In Part 2 of this series, we’ve seen how RabbitMQ ships with tools for monitoring different aspects of your application: how your queues handle message traffic, how your nodes consume memory, whether your consumers are operational, and so on. While RabbitMQ plugins and built-in tools give you a view of your messaging setup in isolation, RabbitMQ weaves through the very design of your applications. To better understand your applications, you need to see how RabbitMQ performance relates to the rest of your stack.
Datadog gives you an all-at-once view of key RabbitMQ metrics, out of the box, with our RabbitMQ dashboard. You can also set alerts to notify you when the availability of your messaging setup is at stake. In this post we’ll show you how to set up comprehensive monitoring using Datadog’s RabbitMQ integration.
The Datadog Agent checks your host for RabbitMQ performance metrics and sends them to Datadog. The Agent can also capture metrics and trace requests from the rest of the systems running on your hosts. Instructions for installing the Agent are here. For some systems this only takes a single command. Check our documentation for more details on the Agent.
The RabbitMQ integration provides support for the management plugin (see Part 2), which creates a web server that reports metrics from its host node and any nodes clustered with it. To configure the integration, first enable the RabbitMQ management plugin. Then follow the integration’s instructions for adding a configuration file.
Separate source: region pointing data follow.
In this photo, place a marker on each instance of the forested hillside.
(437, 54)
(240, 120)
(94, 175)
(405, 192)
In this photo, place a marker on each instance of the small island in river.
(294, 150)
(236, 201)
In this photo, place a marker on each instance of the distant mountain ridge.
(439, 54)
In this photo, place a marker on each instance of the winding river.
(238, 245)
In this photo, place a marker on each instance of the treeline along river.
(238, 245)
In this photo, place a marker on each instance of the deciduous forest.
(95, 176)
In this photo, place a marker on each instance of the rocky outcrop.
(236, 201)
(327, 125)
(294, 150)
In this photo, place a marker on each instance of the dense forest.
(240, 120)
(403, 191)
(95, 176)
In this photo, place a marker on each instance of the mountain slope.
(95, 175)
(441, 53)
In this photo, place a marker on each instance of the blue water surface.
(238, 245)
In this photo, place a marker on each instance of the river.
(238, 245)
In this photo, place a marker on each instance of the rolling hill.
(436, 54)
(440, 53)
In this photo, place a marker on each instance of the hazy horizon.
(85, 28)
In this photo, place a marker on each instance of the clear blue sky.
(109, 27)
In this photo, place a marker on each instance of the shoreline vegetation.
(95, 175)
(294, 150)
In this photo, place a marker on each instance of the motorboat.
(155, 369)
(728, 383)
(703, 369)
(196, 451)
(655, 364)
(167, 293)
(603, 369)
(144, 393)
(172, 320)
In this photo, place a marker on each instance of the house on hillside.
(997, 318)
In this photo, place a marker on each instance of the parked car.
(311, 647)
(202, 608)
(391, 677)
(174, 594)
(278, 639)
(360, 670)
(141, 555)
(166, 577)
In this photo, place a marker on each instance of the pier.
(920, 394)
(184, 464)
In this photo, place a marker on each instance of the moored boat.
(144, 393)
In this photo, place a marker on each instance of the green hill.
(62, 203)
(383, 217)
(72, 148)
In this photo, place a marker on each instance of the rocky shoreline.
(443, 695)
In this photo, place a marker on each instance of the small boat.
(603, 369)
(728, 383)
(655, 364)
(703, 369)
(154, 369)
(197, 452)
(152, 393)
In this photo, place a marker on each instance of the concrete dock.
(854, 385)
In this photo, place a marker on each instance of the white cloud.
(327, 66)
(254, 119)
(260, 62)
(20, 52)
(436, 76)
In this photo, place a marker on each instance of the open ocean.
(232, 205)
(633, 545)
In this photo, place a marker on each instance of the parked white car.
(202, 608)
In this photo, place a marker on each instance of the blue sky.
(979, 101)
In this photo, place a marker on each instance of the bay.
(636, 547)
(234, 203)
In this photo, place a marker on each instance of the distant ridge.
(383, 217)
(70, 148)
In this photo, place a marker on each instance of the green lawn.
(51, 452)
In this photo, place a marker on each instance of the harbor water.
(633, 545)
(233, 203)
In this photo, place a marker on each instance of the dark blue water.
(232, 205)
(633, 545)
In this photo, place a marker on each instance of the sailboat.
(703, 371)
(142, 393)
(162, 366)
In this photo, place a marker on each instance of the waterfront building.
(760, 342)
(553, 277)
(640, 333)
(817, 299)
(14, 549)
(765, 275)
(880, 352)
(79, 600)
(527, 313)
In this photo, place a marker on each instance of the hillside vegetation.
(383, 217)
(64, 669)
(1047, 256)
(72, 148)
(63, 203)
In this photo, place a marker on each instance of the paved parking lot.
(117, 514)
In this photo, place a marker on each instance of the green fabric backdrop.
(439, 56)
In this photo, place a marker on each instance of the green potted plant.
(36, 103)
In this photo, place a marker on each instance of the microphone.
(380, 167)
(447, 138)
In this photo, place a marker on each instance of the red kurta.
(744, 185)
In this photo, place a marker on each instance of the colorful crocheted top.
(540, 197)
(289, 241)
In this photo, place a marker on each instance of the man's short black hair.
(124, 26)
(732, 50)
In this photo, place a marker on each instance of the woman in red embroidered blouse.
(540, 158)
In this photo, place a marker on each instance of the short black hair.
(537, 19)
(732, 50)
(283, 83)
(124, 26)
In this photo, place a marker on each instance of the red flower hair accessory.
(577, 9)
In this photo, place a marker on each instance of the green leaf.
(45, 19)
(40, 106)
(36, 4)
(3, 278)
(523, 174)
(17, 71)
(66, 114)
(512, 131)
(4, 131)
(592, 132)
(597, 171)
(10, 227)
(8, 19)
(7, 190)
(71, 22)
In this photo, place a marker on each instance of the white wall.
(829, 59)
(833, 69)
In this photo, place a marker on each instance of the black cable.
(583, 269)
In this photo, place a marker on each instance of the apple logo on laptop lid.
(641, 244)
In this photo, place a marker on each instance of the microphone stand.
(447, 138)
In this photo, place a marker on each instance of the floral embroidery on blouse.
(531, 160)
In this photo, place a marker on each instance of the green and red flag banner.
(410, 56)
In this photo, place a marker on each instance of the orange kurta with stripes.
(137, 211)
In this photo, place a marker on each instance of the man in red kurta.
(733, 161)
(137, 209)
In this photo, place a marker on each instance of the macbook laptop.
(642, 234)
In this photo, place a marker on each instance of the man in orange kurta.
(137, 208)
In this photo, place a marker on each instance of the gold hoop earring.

You’ll want to edit the configuration file to reflect the setup of your hosts. A basic config looks like this:
init_config: instances: - rabbitmq_api_url: http://localhost:15672/api/ rabbitmq_user: datadog rabbitmq_pass: some_password
The configuration file gives the Agent access to the management API. Within the
instances section, change
rabbitmq_api_url to match the address of the management web server, which should have permission to accept requests from the Agent’s domain (see Part 2). Monitoring a cluster of RabbitMQ nodes requires that only one node exposes metrics to the Agent. The node will aggregate data from its peers in the cluster. For RabbitMQ versions 3.0 and later, port 15672 is the default.
While an API URL is required, a user is optional. If you provide one, make sure you’ve declared it within the server. Follow the RabbitMQ user management documentation to create users and assign privileges. If your system has more than 100 nodes or 200 queues, you’ll want to specify the nodes and queues the Agent will check. See our template for examples of how to do this, along with other configuration options.
Once you’ve restarted the Agent, RabbitMQ should be reporting metrics, events, and service checks to Datadog. Verify this by running the info command and making sure the “Checks” section has an entry for “rabbitmq”.
rabbitmq (5.21.0) ----------------- - instance #0 [OK] - Collected 33 metrics, 0 events & 2 service checks
Since this version of the integration is based on the RabbitMQ management plugin, it gathers most of the same metrics. See Part 1 for what this entails, and our documentation for a full list of metrics.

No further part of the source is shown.